En faisant plutôt appel à l’un de ses jeunes cadres, le PJD aurait sans doute poursuivi sa normalisation, sa laïcisation, pour se positionner aujourd’hui en grand parti de droite, conservateur mais ouvert et moderne. Ce n’est pas la voie qu’il a choisie. Le PJD a opté pour un retour à Benkirane, c’est-à-dire un retour au passé, au temps des fatwas et du populisme avec des ficelles grosses comme ça.

Depuis ce virage mal négocié, Benkirane a fait du Benkirane et le PJD a retrouvé sa violence verbale, mais pas sa base populaire. Parce que le soufflet du printemps arabe est bien retombé.

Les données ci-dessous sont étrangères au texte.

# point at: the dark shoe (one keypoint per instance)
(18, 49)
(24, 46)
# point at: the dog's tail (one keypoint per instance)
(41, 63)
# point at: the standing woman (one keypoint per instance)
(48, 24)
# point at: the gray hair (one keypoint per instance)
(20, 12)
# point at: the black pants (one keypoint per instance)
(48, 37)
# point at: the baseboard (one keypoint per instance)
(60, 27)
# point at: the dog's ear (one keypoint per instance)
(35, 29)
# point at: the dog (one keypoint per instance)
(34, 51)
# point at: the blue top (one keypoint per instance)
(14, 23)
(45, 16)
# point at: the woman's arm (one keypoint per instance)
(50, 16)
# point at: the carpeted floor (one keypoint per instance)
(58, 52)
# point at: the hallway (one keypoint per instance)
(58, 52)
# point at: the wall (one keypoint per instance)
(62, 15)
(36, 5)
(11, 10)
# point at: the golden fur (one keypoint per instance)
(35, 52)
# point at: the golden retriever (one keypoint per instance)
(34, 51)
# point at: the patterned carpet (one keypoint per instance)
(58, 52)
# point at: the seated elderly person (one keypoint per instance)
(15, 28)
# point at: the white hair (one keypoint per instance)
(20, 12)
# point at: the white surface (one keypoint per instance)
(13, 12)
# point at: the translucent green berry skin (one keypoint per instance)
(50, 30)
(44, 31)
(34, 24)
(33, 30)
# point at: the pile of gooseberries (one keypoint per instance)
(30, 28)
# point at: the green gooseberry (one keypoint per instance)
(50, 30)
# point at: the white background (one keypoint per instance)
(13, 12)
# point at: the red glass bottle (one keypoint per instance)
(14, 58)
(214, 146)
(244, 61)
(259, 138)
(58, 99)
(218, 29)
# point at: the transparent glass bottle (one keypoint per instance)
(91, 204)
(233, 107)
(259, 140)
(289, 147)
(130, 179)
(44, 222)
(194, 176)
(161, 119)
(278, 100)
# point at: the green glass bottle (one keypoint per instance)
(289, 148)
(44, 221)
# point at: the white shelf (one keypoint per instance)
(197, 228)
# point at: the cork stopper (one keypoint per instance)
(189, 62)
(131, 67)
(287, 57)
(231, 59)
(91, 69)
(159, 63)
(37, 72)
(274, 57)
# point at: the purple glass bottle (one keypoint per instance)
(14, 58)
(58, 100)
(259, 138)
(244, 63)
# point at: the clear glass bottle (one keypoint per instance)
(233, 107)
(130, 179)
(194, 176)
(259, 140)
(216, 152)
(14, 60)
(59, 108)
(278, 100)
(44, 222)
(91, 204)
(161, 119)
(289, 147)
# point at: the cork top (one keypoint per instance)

Ils nous ont déjà pondu une fatwa contre Israël qui leur a valu un rappel à l’ordre du Palais. Et la fatwa du séisme ressemble comme une sœur jumelle à celle d’Israël. Une nouvelle tentative désespérée de renouer avec une base électorale qui leur a tourné le dos. C’est l’expression d’un parti en crise, qui racle les fonds de tiroir pour produire un semblant de pensée politique.

La meilleure réponse vient peut-être, encore une fois, du Palais, avec cette demande express d’amender la Moudawana. La cause est noble, le timing parfait. L’initiative du Souverain sonne comme une réponse du berger à la bergère. Les islamistes veulent nous ramener en arrière? Profitons-en pour aller de l’avant!

Etant donné les circonstances, c’est la meilleure des réponses possibles.